The 2017 edition of the Toronto Blue Jays continued to take shape Tuesday evening with the reported signing of left-hander J.P. Howell to a one-year, $3-million deal.
Blue Jays fans might be familiar with the reliever, who spent six of his 11 big-league seasons with the Tampa Bay Rays. Don’t remember those days? Here’s a quick refresher: He excels at inducing ground balls and is a slow worker with an even slower fastball — think Mark Buehrle out of the bullpen.
But what else should you know about the Modesto, Calif., native? Let’s fill you in with some tidbits.
Name: J.P. Howell
Height: Six-foot | Weight: 180 lbs.
Contract status: Will become free agent after 2017 season
Howell figures to replace Brett Cecil, who signed a four-year, $30.5-million deal with the St. Louis Cardinals, as the go-to lefty in the Blue Jays bullpen. While Cecil throws harder, had a better 2016 season and is three years younger than Howell, the two pitchers’ stats are comparable over the past four years.
Here’s a look at some of their career numbers from 2013-2016.
Former Blue Jays general manager and current Dodgers executive Alex Anthopoulos noted on Prime Time Sports Tuesday that Howell is a positive presence in the clubhouse. All-star Los Angeles closer Kenley Jansen can attest to that.
“J.P. takes a lot of the insecurity out of me since he got here,” Jansen told MLB.com in October about his Dodgers teammate from 2013-16. “I can get people out, but sometimes you have that insecurity in you and I was young  in 2013 when he came here. Since then, me and him, we have a great bond together. I was insecure with myself pitching out there. And I was too sensitive. He slowed me down and taught me so many things.”

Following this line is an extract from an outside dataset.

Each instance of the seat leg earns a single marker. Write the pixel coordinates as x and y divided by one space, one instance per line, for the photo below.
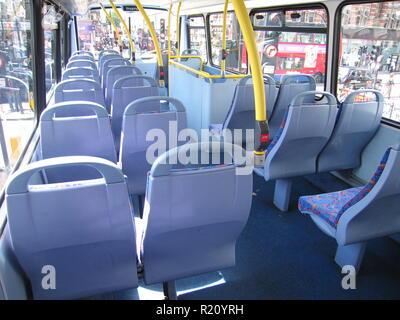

With the veteran Howell alongside elder statesman Jason Grilli, the youngsters in the Blue Jays bullpen appear to be in good hands.
Once Howell’s contract is official, he’ll become the most playoff-tested member of the Blue Jays pitching staff. His 24 appearances across five trips to the post-season (two with the Rays and three with the Dodgers) are easily the best mark on the team. Grilli’s 16 games are second.
Howell has had some success in the playoffs, posting an 0-3 record with a 3.10 ERA over 20.1 innings while allowing 21 hits, walking seven and striking out 23. However, he was left off the Dodgers’ 2016 playoff roster due to his struggles throughout the regular season.
Howell’s got a fiery side to him, as evidenced by this 2013 brawl between the Dodgers and Diamondbacks. Howell, who weighs in at a light 180-pounds, can be clearly spotted punching Arizona coach Tuner Ward and attempting to throw him over the camera railing at the 5:30 mark.
Howell later admitted that he was caught up in the moment and the two amicably buried the hatchet in early 2016 when Ward was hired as the Dodgers hitting coach.
“I know exactly what J.P. was doing in that situation, doing what you would want any guy on your team to do,” Ward told the Los Angeles Times. “We had a really good laugh about it.”
BEST AGAINST BEST
Even though Howell can’t overpower hitters with his stuff, he’s known as a tough competitor. Having been around for 11 seasons, he’s proved that facing off against some of the sport’s best.
Over his career Howell faced now-retired Red Sox slugger David Ortiz more times than any other batter and held the left-handed hitter to a .227 average (5-for-22). Current Red Sox second baseman Dustin Pedroia has hit .143 (2-for-19) while retired mashers Alex Rodriguez (.154), Mark Teixeira (.167) and Jim Thome (.182) did not fare well, either.